Benchmarking Kotlin/Wasm Tail Calls on Real Projects

Summary

The Kotlin/Wasm tail call PR emits native Wasm return_call / return_call_ref at tail-position call sites. Microbenchmarks confirmed the expected speedup for deep recursion. However, applying the same compiler to four real Kotlin/Wasm workloads produced the opposite result on V8. Every workload either slowed down or stayed flat.

The slowdown turned out to be a V8 bug, not an inherent cost of tail calls. V8’s JIT compiler inlines Well-Known Imports (WKI) such as wasm:js-string builtins when it sees a regular call, but skipped that optimization for return_call. Kotlin compiles string operations to thin wrappers around these builtins, and the tail call compiler rewrites the forwarding call inside each wrapper to return_call. The result was that every string operation fell off the fast path and went through the JS-Wasm bridge instead.

I reported the bug and submitted a fix to V8. With the fix applied, the slowdown disappeared and all workloads returned to parity with the baseline. Parity, not improvement. None of the benchmarked workloads contain meaningful amounts of code in tail position. Compose UI trees are shallow, and the parser benchmarks wrap every recursive return in a constructor. To turn tail calls into a throughput win on real code, the compiler needs to create new tail-call-eligible sites that do not exist in the source. Continuation-passing style (CPS) transforms and tail modulo cons (TMC) rewrites, as explored in OCaml and other ML compilers, are the next step.

Four workloads, all slower or flat

I benchmarked four Kotlin/Wasm projects on V8 (D8 / Node.js), comparing the tail-call branch against master.

Compose Multiplatform

All 11 benchmarks ran on D8, 5 iterations each (warmup 50, 200 measured frames). Every one was slower with tail calls enabled.

Benchmark	OFF (μs)	ON (μs)	ON / OFF
AnimatedVisibility	117.5	125.7	+7.0%
CanvasDrawing	11,928	12,458	+4.4%
HeavyShader	3,016	3,016	±0%
LazyGrid	8,469	9,054	+6.9%
LazyGrid-ItemLaunchedEffect	8,247	9,026	+9.4%
LazyGrid-SmoothScroll	873	1,007	+15.3%
LazyGrid-SmoothScroll-ItemLaunchedEffect	846	1,061	+25.4%
LazyList	201	228	+13.3%
MultipleComponents-NoVectorGraphics	363	382	+5.4%
TextLayout	71,056	79,273	+11.6%
VisualEffects	62,839	65,649	+4.5%

JetBrains/markdown

This parser processes nested structures (blockquotes, lists) by recursing through applyToNextLine / processToken, and its hot path is dominated by Kotlin String operations that compile to wasm:js-string builtin imports. Measured on Node.js, 10-run medians.

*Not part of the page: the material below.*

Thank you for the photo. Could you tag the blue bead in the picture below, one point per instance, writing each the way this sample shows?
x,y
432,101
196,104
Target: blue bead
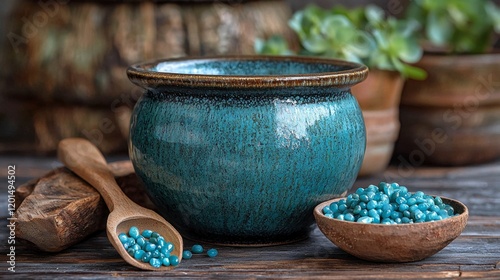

Benchmark	OFF (ops/sec)	ON (ops/sec)	ON / OFF
parseNestedBlockquote (depth 200)	2.465	1.935	−21.5%
parseNestedList (depth 500)	5.871	5.378	−8.4%
parseRealisticMarkdown (50 sections)	288.092	253.945	−11.9%
parseUnmatchedBrackets (5000 brackets)	435.057	432.786	−0.5%

rhizomedb

The DB operations (DbBench, TrieBenchmark) were within ±0.5% of baseline. The rql query parser showed the worst slowdown of all four workloads. Its parsePrecedence is a Pratt-style recursive descent that calls itself at every precedence level, and each iteration of the parse loop performs string-based lexeme matching via peek(), match(), and advance(). RqlParserBench on D8 (V8 15.1.0):

Benchmark	OFF (ops/sec)	ON (ops/sec)	ON / OFF
parseNestedParens100	118,393	70,241	−41%
parseNestedParens1000	12,668	7,599	−40%
parseNestedParens5000	2,513	1,515	−40%
parseNestedNot100	49,189	27,145	−45%
parseNestedNot1000	4,925	2,791	−43%
parseNestedNot5000	804	499	−38%
parseLongChain1000	6,715	3,727	−44%

The cause was V8, not tail calls

The slowdown was specific to V8’s wasmJs target. Compiling the same markdown benchmark to wasmWasi and running it on the same V8 engine eliminated it entirely.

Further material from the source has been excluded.